Climbing, the Environment, and Cognitive Dissonance

Guest Post by Zach Smith

Large crowd of tourists at Old Faithful Geyser in Yellowstone National Park.

Instagramming Crowds at National Parks [NPR] - Unofficial Networks

Modern climbing and other outdoor pursuits are taking a huge toll on the environment. As we try to be more and more “outdoorsy” and immersed in nature we are adversely impacting the environment in a very big way.

This discussion has temporal, philosophical, and geophysical components.  The temporal portion is personal, both long-term and short-term.

The Temporal

I remember when 55mph was the upper-speed limit on the highway, we shared what gear we had (canvas packs and sneakers), and we knew every corner of our nearby crags, peaks, and trails because we just did not feel/did not have the means to travel and explore too far from home. 

Now, it seems that 55mph is the slowest possible limit for driving and people deal with the environment in the same fast-paced way.  How fast can I knock off a couple of routes, peaks, or lines? 

Have we traded the adventure for more of the same fast-paced consuming style we are accustomed to? 

The transportation idea is also about how fast and far you drive to get to the mountains/crag (faster driving, more nonrenewable resources used, more pollution).  An obvious insult to the Tragedy of the Commons, as we are burning more fuel at a faster rate just to get to the crags, thus having much more environmental impact.  

That non-renewable fuel includes parking and access infrastructure and all of our “plastic” gear.  Even if your modern gear is recycled polyester, it still has a petroleum chemical origin and largely ends up in the landfill.  

I remember climbing before bolts. I’ve definitely climbed some bolted routes but without them, I would have found a different route, or possibly found a way up that route by increasing my skill, or simply not climbed the route at all and found an alternative. 

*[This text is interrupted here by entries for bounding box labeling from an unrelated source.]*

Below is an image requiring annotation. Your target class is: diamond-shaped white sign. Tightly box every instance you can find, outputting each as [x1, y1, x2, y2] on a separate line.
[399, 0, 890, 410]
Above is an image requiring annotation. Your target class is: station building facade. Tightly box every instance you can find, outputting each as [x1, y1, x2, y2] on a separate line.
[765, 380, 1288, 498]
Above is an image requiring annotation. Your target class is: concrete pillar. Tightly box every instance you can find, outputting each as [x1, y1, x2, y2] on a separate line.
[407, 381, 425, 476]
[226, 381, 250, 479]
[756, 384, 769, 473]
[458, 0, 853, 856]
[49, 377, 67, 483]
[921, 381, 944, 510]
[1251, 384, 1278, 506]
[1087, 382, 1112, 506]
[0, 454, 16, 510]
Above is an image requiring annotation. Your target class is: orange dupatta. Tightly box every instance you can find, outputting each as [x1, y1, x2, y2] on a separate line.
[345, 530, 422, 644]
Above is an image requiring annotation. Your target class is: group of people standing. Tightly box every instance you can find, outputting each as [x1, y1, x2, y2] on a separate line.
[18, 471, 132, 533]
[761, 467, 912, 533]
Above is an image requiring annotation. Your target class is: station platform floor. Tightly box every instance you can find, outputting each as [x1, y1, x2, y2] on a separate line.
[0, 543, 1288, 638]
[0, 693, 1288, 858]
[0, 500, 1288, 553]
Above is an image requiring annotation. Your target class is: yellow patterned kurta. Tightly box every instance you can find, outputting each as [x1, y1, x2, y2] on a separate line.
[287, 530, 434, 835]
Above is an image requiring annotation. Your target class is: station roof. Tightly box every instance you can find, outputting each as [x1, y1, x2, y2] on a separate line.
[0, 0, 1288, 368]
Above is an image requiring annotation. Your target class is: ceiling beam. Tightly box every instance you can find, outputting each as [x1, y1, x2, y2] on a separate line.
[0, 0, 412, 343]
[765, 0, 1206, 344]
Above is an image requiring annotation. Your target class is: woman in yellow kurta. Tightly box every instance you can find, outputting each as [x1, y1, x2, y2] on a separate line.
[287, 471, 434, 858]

I am concerned about the trend to remove all bolts and anchors.  With only anecdotal evidence, climbing is a different sport than it was 30 years ago.  I do not think any safer according to accident reports.  There are more outdoor climbers with less actual knowledge of safe climbing practices who would be “lost” without bolts and fixed anchors. It is typical now for everyone to own a car and drive themselves, not carpool. 

The Philosophical

Photos of old school rock climbing techniques and equipment.

Photo Credit John Middendorf -  “Climbing Tools & Techniques 1908 to 1939” 

The philosophical portion of the discussion is much about how much we feel that we need to accomplish our outdoor pursuits. Growing up, hiking, camping, and climbing close to home was enough to satisfy my outdoor needs. 

Now through the media and increased access, it seems to me that outdoor enthusiasts have a greater need to check off far-flung accomplishments. I climbed here, I went to these crags, I, etc etc etc.  

When is our list of climbs enough to satisfy our outdoor identities? 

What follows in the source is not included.